Mulatu Astatke, Billy Cobham, Makaya McCraven, Ambrose Akinmusire, Kismet, Isaiah Collier, Knower, Emmet Cohen con Patrick Bartley, Buster Williams, Vincen Garcia, Nico Gori e la storica band di Pino Daniele. Sono questi gli headliner della 5/a edizione di Pisa Jazz Rebirth, il festival nato dal progetto Pisa Jazz a cura di Associazione ExWide con la direzione artistica di Francesco Mariotti e il contributo di Ministero della Cultura, Regione Toscana, Comune di Pisa, Fondazione Pisa, Pisamo, Toscana Energia e Chianti Banca.
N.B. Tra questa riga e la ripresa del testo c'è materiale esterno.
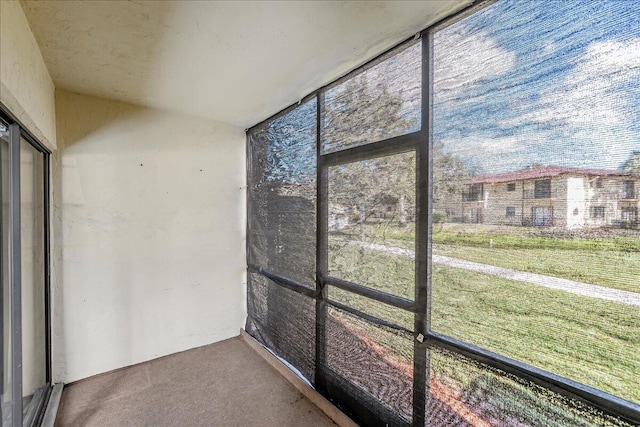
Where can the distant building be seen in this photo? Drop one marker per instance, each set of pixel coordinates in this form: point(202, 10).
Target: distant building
point(548, 196)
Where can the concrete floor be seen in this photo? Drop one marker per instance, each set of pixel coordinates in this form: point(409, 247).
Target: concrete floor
point(223, 384)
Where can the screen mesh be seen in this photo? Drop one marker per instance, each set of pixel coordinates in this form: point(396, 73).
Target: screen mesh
point(378, 361)
point(282, 194)
point(536, 240)
point(284, 321)
point(372, 223)
point(534, 147)
point(464, 392)
point(379, 103)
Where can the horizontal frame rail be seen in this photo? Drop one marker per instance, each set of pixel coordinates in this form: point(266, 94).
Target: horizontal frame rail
point(369, 318)
point(396, 145)
point(606, 402)
point(374, 294)
point(284, 282)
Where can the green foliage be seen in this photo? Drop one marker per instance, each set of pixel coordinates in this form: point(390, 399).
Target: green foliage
point(590, 341)
point(438, 217)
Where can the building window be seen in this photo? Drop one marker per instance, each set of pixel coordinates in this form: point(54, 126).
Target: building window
point(597, 212)
point(543, 189)
point(628, 190)
point(475, 193)
point(629, 213)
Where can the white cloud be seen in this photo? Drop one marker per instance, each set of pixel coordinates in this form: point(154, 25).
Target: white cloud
point(595, 92)
point(462, 60)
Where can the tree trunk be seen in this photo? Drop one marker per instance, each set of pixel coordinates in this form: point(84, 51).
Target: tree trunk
point(402, 211)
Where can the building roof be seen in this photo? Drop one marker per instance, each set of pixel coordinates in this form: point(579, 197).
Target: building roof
point(546, 172)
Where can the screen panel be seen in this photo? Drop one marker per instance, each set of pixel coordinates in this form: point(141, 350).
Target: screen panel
point(282, 194)
point(464, 392)
point(372, 223)
point(282, 320)
point(535, 227)
point(377, 360)
point(379, 103)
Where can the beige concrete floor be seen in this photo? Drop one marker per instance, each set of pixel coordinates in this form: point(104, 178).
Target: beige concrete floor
point(223, 384)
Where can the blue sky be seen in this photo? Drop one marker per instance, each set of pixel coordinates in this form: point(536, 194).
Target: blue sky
point(549, 82)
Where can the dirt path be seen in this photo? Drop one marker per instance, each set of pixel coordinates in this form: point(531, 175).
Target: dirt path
point(594, 291)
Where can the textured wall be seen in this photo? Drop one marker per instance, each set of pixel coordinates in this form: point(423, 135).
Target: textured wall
point(26, 88)
point(150, 258)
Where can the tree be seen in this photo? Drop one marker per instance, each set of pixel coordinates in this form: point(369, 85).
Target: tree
point(632, 164)
point(357, 114)
point(449, 174)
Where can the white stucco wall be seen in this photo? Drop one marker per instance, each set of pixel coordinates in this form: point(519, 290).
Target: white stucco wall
point(150, 259)
point(26, 88)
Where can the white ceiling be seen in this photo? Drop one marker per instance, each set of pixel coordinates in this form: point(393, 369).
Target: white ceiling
point(235, 62)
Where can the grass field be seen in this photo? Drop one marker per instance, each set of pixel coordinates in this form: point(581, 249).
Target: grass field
point(612, 261)
point(592, 341)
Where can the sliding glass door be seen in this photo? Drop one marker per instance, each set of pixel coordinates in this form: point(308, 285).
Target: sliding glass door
point(25, 344)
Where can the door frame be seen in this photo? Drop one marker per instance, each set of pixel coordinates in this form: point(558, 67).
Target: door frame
point(17, 132)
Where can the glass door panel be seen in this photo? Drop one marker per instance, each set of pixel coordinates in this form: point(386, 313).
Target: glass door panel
point(34, 359)
point(5, 305)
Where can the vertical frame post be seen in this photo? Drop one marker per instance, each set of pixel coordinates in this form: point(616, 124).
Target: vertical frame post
point(46, 185)
point(15, 275)
point(2, 284)
point(423, 247)
point(322, 248)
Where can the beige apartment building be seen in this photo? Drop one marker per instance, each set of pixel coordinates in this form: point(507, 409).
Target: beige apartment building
point(549, 196)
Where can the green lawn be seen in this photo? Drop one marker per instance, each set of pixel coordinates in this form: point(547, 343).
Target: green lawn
point(612, 261)
point(613, 269)
point(592, 341)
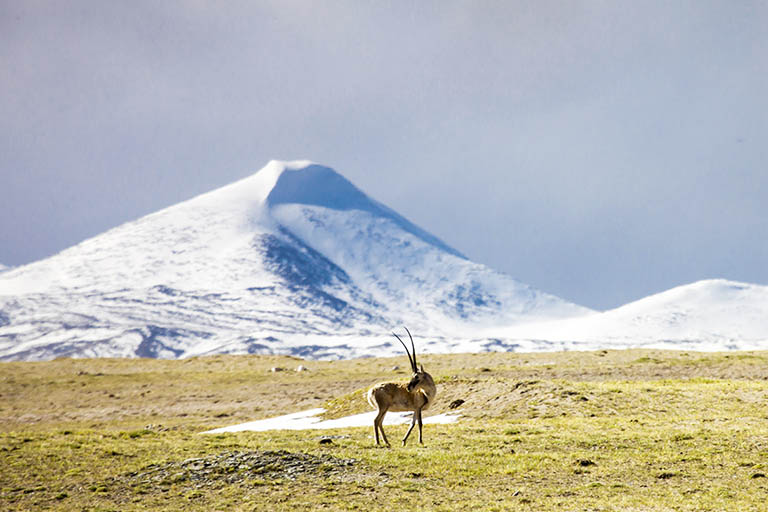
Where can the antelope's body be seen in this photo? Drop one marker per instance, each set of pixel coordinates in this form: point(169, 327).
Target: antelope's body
point(416, 395)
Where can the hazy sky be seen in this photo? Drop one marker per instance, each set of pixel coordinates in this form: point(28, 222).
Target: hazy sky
point(598, 150)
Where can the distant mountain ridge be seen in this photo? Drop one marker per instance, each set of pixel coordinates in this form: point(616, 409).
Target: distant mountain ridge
point(293, 259)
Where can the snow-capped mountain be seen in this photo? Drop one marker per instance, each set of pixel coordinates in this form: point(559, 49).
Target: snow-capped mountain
point(293, 259)
point(712, 314)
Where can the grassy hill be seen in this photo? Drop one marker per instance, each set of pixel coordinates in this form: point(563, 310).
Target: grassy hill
point(608, 430)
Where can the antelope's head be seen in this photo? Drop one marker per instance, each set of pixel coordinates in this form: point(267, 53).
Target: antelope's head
point(419, 377)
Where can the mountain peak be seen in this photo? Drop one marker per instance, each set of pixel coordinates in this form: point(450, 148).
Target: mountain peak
point(312, 184)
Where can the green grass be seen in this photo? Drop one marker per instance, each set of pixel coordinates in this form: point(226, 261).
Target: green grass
point(618, 430)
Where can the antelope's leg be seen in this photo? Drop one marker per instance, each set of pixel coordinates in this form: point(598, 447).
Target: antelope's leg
point(377, 426)
point(419, 416)
point(413, 423)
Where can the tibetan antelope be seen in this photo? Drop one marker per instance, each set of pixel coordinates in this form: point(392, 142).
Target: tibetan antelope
point(415, 396)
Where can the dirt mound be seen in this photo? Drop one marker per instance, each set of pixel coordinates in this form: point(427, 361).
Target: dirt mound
point(235, 467)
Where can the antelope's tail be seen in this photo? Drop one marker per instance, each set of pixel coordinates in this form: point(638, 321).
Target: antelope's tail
point(371, 400)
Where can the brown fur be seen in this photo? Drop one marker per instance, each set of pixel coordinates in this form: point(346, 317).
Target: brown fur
point(396, 397)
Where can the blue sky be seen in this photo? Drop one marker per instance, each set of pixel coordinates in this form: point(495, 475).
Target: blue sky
point(598, 150)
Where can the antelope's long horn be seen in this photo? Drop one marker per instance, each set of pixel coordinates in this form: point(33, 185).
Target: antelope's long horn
point(410, 359)
point(413, 347)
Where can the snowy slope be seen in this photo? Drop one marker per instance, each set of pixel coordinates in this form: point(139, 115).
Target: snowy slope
point(707, 315)
point(293, 259)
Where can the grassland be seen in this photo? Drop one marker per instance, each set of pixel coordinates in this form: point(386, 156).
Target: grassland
point(608, 430)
Dal 1 al 28 luglio sono 22 i live in programma, che affiancheranno nomi leggendari del panorama internazionale a maestri nostrani e giovani talenti. “The Universal Language” è il tema 2025: in tempi segnati da tensioni, conflitti e frammentazione il jazz come linguaggio capace di unire, di generare connessioni e di costruire ponti tra culture, generazioni e visioni del mondo.